A Bloomberg publicou hoje cedo que a BRF, dona das marcas Sadia e Perdigão, planeja fazer o IPO da Sadia Halal, sua operação no Oriente Médio.
(‘Halal’ é a palavra árabe para ‘permitido’. O termo designa a comida preparada de acordo com a lei islâmica, como definida no Alcorão.)
De acordo com as fontes da Bloomberg, a operação poderia levantar US$1,5 bilhão para a BRF e daria à Sadia Halal um valor de mercado de US$5 bilhões.
O problema é que, na conta de alguns gestores, este número parece esticado.
No ano passado, a BRF faturou R$6,3 bilhões na região que a empresa chama de MENA (as iniciais em inglês para Oriente Médio e Norte da África).

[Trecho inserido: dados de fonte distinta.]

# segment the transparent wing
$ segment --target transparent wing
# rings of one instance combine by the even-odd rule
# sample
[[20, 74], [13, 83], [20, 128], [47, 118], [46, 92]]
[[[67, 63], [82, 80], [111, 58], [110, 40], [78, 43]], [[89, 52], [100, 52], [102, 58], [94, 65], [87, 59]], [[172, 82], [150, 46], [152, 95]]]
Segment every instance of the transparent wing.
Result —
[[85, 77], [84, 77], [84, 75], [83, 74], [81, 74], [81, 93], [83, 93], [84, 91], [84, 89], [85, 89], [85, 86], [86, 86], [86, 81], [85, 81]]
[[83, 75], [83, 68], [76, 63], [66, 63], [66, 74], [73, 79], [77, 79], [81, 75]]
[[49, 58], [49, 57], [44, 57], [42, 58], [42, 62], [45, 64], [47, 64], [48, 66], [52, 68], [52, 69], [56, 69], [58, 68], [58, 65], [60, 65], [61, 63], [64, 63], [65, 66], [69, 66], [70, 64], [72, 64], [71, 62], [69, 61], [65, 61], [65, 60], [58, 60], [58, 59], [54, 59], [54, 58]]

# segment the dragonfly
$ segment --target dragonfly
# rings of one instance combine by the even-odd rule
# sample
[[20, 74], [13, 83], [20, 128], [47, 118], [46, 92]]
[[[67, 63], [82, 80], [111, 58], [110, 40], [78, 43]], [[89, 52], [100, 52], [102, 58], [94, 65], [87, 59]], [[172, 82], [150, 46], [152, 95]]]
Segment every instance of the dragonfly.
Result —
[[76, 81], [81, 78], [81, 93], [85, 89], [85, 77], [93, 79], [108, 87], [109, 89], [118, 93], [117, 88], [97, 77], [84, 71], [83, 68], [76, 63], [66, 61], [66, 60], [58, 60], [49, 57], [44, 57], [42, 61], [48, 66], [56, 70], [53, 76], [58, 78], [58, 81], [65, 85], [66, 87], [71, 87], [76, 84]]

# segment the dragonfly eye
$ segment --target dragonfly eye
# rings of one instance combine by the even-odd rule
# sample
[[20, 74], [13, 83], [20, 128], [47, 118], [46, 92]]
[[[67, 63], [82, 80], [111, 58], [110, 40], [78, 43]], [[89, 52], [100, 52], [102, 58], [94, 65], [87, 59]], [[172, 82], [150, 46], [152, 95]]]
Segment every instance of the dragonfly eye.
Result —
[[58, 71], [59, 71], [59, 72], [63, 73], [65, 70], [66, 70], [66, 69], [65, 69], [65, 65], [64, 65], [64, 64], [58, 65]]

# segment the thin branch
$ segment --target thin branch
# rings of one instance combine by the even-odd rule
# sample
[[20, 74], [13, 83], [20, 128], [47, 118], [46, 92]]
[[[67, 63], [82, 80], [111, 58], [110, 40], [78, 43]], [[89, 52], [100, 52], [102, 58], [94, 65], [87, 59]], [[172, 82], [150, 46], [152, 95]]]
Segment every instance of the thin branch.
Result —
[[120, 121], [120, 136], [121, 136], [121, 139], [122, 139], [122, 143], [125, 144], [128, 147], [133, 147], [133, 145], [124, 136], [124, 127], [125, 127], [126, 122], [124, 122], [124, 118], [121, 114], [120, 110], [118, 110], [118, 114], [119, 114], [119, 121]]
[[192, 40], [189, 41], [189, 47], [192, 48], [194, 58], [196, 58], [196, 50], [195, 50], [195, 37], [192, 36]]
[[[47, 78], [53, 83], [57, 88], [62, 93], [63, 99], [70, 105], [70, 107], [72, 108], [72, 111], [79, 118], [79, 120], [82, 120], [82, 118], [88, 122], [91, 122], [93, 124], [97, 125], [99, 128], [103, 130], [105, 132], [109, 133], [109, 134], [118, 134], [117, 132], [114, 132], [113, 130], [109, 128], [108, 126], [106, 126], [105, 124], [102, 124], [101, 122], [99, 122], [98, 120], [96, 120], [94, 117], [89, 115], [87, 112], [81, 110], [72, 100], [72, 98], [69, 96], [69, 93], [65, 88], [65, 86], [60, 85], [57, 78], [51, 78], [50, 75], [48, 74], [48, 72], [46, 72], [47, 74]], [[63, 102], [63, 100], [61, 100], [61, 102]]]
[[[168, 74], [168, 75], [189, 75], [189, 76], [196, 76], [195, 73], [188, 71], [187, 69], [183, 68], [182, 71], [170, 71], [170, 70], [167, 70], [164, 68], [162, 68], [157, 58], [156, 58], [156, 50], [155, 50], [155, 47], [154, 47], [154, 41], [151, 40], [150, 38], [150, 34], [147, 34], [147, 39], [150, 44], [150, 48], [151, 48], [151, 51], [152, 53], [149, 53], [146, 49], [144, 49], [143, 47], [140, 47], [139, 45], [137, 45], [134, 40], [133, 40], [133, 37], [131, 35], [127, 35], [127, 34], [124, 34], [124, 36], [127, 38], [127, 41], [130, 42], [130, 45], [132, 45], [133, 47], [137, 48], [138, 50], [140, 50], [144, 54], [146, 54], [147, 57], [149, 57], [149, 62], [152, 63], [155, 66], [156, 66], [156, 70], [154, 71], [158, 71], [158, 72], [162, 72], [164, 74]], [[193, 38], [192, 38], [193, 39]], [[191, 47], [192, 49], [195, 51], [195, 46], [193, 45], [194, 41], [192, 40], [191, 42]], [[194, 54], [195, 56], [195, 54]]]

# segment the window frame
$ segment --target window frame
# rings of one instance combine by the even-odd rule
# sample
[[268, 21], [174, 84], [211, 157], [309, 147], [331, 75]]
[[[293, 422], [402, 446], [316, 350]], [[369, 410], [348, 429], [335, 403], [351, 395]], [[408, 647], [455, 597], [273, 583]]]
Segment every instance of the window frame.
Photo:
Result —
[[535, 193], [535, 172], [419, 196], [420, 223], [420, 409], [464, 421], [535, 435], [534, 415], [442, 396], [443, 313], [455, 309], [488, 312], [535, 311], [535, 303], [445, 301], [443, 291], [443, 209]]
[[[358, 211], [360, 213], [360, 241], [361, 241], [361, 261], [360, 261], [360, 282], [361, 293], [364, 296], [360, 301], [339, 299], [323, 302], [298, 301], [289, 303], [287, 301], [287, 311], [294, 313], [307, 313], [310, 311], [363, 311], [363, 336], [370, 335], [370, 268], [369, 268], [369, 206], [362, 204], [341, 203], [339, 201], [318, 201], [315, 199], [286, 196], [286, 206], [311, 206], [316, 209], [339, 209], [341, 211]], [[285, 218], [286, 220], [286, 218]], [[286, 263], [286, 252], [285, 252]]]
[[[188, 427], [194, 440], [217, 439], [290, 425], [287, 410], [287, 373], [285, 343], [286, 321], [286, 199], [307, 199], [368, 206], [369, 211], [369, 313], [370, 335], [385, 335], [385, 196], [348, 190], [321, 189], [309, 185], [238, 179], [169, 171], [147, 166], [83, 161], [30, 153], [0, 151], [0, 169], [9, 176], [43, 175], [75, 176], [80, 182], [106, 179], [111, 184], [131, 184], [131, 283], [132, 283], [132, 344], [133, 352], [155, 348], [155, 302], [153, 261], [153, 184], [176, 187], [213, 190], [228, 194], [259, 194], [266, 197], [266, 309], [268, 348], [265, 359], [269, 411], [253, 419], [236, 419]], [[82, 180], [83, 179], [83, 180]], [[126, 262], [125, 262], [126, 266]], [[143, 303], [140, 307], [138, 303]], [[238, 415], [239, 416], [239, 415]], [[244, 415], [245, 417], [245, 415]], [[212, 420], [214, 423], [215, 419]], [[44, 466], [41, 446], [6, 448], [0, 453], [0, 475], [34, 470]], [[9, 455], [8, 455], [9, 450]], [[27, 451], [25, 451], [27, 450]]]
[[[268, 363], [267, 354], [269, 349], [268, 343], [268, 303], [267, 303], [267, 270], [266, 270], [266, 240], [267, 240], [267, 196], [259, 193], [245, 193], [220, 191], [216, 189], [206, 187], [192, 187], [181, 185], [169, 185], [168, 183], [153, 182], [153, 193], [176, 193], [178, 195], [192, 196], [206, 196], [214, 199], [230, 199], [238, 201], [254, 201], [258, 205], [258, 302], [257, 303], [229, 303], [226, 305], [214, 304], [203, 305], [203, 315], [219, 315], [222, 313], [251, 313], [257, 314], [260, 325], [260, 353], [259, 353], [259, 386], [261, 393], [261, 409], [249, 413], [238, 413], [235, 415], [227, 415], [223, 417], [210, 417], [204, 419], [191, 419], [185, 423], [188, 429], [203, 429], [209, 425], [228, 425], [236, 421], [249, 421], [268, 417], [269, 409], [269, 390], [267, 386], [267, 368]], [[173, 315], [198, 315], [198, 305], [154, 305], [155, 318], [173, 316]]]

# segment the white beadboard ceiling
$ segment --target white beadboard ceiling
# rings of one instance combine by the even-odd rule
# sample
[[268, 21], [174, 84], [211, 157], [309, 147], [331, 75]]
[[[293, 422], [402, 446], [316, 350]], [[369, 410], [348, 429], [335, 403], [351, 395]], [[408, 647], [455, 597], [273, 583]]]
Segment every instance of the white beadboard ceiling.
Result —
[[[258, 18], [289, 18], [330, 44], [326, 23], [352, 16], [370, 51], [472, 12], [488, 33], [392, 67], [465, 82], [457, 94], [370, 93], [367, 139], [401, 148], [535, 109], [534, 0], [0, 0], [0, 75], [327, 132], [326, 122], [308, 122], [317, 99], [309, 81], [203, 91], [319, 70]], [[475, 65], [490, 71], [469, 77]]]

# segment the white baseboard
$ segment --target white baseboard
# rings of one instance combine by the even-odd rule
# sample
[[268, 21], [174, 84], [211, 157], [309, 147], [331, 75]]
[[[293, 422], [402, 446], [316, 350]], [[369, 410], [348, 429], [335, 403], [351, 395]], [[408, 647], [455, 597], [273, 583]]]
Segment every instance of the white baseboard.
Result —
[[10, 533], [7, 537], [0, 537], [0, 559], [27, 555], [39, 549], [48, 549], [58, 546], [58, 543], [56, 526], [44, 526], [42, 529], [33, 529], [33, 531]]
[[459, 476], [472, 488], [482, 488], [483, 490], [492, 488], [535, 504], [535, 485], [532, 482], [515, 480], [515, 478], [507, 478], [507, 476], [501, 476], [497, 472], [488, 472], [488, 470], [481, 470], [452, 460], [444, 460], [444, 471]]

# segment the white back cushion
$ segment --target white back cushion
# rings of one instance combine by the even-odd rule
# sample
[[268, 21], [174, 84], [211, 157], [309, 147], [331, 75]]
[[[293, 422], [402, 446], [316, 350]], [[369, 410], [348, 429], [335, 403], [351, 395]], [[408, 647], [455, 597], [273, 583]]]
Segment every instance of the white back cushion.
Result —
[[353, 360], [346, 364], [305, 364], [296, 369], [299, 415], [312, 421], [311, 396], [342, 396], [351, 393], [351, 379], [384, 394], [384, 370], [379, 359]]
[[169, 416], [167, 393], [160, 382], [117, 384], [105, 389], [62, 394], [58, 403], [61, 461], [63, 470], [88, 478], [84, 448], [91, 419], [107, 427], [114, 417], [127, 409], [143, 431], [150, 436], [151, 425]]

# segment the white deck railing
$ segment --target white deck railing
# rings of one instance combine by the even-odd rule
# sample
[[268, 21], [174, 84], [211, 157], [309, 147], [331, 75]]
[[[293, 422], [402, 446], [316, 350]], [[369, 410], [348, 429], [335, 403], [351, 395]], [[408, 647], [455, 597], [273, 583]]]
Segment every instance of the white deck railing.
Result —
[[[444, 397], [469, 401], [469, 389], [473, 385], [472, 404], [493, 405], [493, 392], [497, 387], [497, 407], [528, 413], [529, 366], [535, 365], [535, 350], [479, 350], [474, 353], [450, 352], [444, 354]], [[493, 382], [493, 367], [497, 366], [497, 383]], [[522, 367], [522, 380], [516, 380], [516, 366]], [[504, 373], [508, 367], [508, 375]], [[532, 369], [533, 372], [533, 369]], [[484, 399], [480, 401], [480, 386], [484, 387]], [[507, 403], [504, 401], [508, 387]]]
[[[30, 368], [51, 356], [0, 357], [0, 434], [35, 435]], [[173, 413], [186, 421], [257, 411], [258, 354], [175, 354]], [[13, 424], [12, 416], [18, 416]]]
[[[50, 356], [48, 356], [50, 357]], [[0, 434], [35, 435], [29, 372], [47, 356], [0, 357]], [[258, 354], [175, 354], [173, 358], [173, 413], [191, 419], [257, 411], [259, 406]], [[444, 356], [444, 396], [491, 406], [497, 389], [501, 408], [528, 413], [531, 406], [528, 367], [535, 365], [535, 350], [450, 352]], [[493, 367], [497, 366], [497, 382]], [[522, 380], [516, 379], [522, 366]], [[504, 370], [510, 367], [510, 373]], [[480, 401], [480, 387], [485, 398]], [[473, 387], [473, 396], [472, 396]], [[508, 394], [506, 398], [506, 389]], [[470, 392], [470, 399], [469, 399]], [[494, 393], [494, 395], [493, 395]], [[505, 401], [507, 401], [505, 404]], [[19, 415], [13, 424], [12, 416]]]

No ano passado, uma conjunção de fatores — grãos muito baratos, carne bovina (proteína substituta) com preço em alta no mundo inteiro e uma oferta de frango que ainda não havia crescido — fizeram a margem da empresa na região explodir para 23%, bem acima da margem da BRF como um todo, que foi de 17.2% ano passado.
Foi um ano excepcional, que infelizmente não deve se repetir.
Ainda assim, usando os números daquele ano atípico, o EBITDA da BRF na região foi de R$ 1,47 bilhão (ou US$446 milhões, ao câmbio de hoje). Se a empresa fosse vendida na Bolsa usando estes números, a Sadia Halal teria um múltiplo de 11,2x EV/EBITDA, um modesto prêmio em relação ao múltiplo da própria BRF, que está entre 9 e 10x EV/EBITDA.
O problema é combinar com os árabes.
Já no primeiro trimestre deste ano, a margem EBITDA da MENA caiu para 13,5% — um nível muito mais próximo de sua média histórica. Assumindo que a margem fique em 15% este ano, isto daria R$954 milhões em EBITDA (ou US$289 milhões ao câmbio atual). Nestas condições, para que o IPO desse à empresa um valor de mercado de US$5 bilhões, os investidores teriam que topar pagar um múltiplo de 17x EV/EBITDA pela Sadia Halal — um número bem mais difícil de vender.
“Para este múltiplo voar, ou o crescimento lá é muito maior do que a gente imagina, ou a margem vai ser muito maior,” diz um gestor que tem ações da BRF.
É cada vez mais comum empresas tentarem criar valor separando seus melhores negócios e listando-os na Bolsa como companhias independentes, apesar das críticas de alguns investidores, que se referem jocosamente a esta tática como ‘cambalhotas societárias’. “Eu preferiria que a empresa focasse em consertar o Brasil, que está indo muito abaixo do que deveria, em vez de tentar levantar capital ou apenas vender um ativo, o que daria um ganho de curto prazo,” diz um investidor.
Nos últimos trimestres, os resultados da BRF estão sob pressão com a alta do preço dos grãos e a perda de participação, no mercado de comida processada, para a rival JBS Foods, dona da marca Seara.
“Um IPO destes só faz sentido se for grande o suficiente para causar impacto no preço da BRF,” diz um gestor que aposta na queda das ações da BRF. “Dado que este ‘valuation’ não faz sentido, para mim este IPO não faz sentido.”
A Sadia Halal é um dos mercados de maior crescimento para a BRF. A antiga Sadia exportou seu primeiro frango para o Oriente Médio ainda na década de 70. Hoje, assim como no Brasil, a Sadia é uma marca ‘top of mind’ lá, e a BRF tem 40% do mercado.
Apesar disso, a Sadia Halal ainda depende consideravelmente das exportações que a BRF faz do Brasil, que respondem por 50% do volume vendido na região.
Mas a BRF está investindo pesado para ‘descomoditizar’ o negócio. Em 2014, a empresa abriu em Dubai sua primeira planta de processados na região, que produz hambúrgueres, marinados, frios, pizzas e empanados. Por enquanto, esta planta responde por apenas 10% da receita da região, mas a BRF já está pensando em expandir a fábrica.